About ten or so years ago, listening to my future wife describe her own symptoms and experience with depression I realized it sounded much too familiar. I had never had a name for it until then, had no way of asking for support because I didn’t understand and I feared being judged.

A few years earlier, after months of the worst symptoms, I described my experience to my doctor. He had no clue whatsoever. No diagnosis. Nothing. I went back to the same doctor after learning about depression, and asked him if I might have depression. He gave me a brief questionnaire, reviewed it, and gave me a prescription. That first prescription actually made my symptoms worse, but things have gotten better over the years. I’ve since changed health care providers.
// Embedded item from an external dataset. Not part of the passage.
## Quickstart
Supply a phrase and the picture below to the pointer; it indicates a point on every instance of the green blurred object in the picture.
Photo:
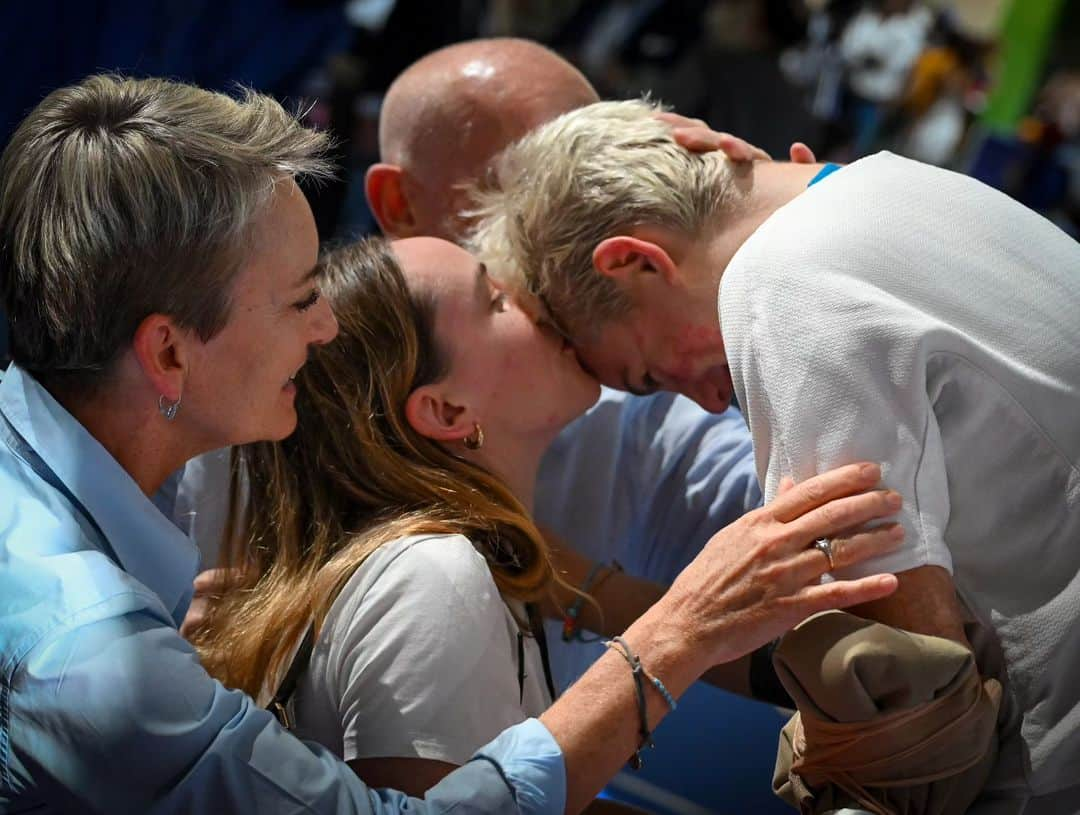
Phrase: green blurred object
(1026, 34)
I could not even begin to tell you how many people have tried to draw me into their religion over the years.  My thin veneer of normalcy did not conceal my core of sadness, making me an obvious target. Let’s start with the Hare Krishna in San Francisco in 1974 when I was seventeen who called me a “far-out guy.” I walked away with a book I didn’t want and less money than I started with, but I was too polite to say no. Then there was the time a high school buddy and I were approached outside the Seattle Scientology office, and asked to take a “personality test.” When they found out we were under age they quickly moved on. There have been more Jehovah’s Witnesses than I can begin to count. Once, a JW woman came to my parents’ house offering literature. Strangely, I came to know her several years later as the bride to be of my step brother, also a JW. Nice enough people, but why do their churches tend to be window-free? Not a good fit for claustrophobics. I sat next to a Mormon missionary on a Greyhound during my freshman year in college. Once he knew there was no chance of me converting, we were able to discuss music for the rest of the trip. When I was thirty I ended a seven year friendship because he could not stop proselytizing. I had been one of his groomsmen. I question that decision to this day, but I feel talked down to anytime people treat me as though I’ve had no experience with or knowledge of their religion. Ultimately, it wasn’t religion that helped me take the first step on the road to wellness, it was knowledge.
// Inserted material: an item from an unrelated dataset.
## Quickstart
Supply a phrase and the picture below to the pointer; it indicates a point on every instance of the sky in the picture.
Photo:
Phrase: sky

Then there are the people who simply practice their beliefs with no expectation that those around them be anything other than what they are. If anyone will bring me back to church it is these people. They treat non-believers like human beings, not objects to be manipulated. They lead with their joy. They live their lives fully and meaningfully, setting an example which your average televangelist cannot. They will never carry garishly colored signs with cruel messages at the funerals of fellow Americans who gave their lives in hopes of  preserving freedom of speech. You won’t see them blowing themselves up in a crowded public space on the evening news. And they won’t beg for your money to support their “ministry” on channel 96 at 2 a.m. More than anything else, they won’t call for a “holy war” or burn heretics and witches, real or imagined, at the stake.
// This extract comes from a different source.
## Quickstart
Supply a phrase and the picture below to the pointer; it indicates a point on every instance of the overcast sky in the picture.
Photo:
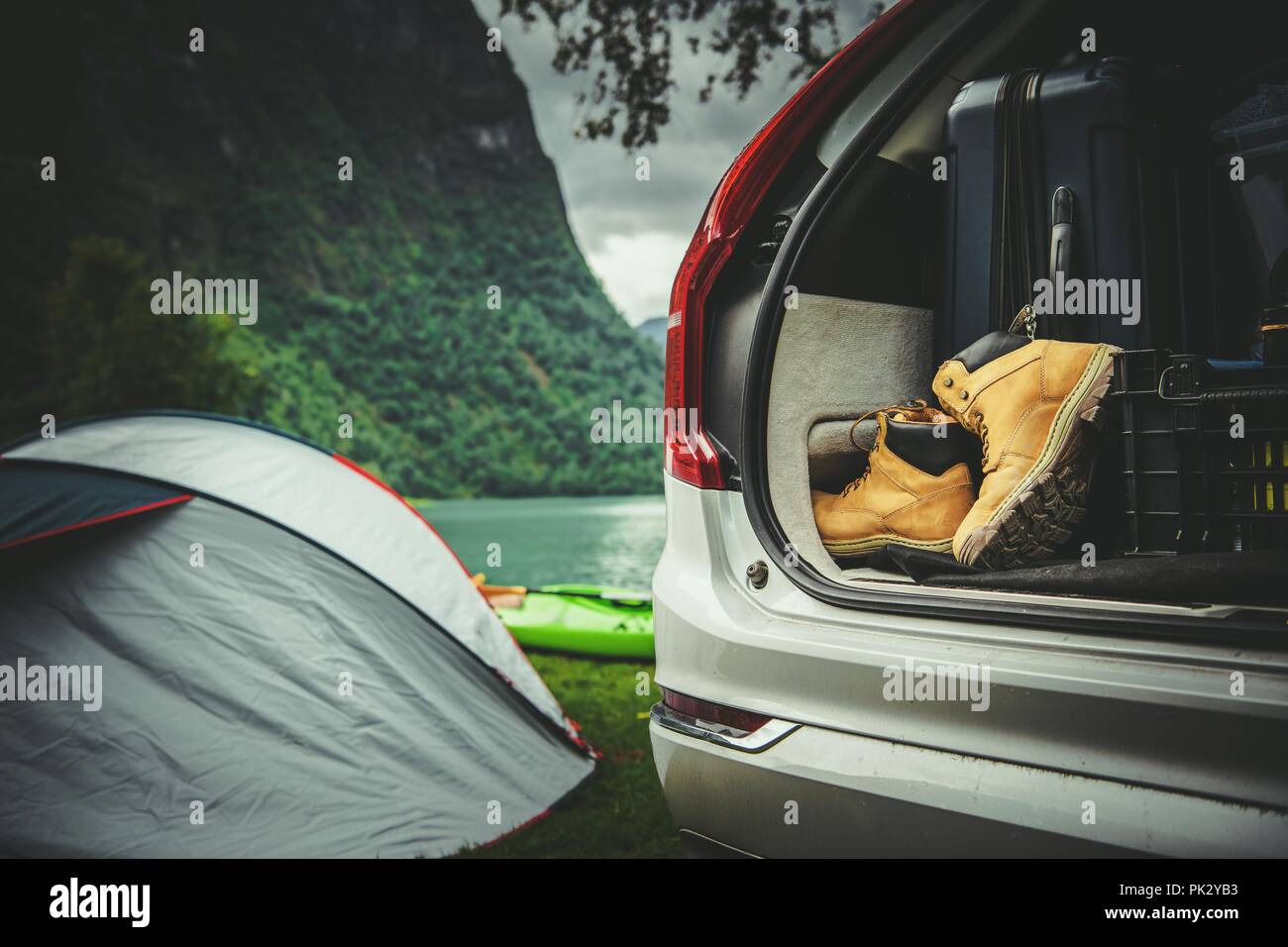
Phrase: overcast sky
(632, 232)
During my most recent depression flare-up I made a 40 mile drive to visit with an old friend. I made a point of it because I knew the support of friends and family is an important element in the treatment of this illness. My friend is the minister of a Presbyterian church in an urban area. I couldn’t have predicted such an outcome for him thirty-five years ago. As we enjoyed lunch at a neighborhood cafe he listened patiently to my story and was very supportive. Not once did he suggest that I make any spiritual changes in my life. He simply affirmed my feelings and concerns. After lunch we drove back to his church. I had brought along my camera equipment because I wanted to take some pictures of the interior of the beautiful church. He left me there as he headed off to an appointment. I stayed another thirty minutes or so, inside a church of my own volition, not as a guest at a wedding, or a mourner, or tourist, for the first time in almost forty years.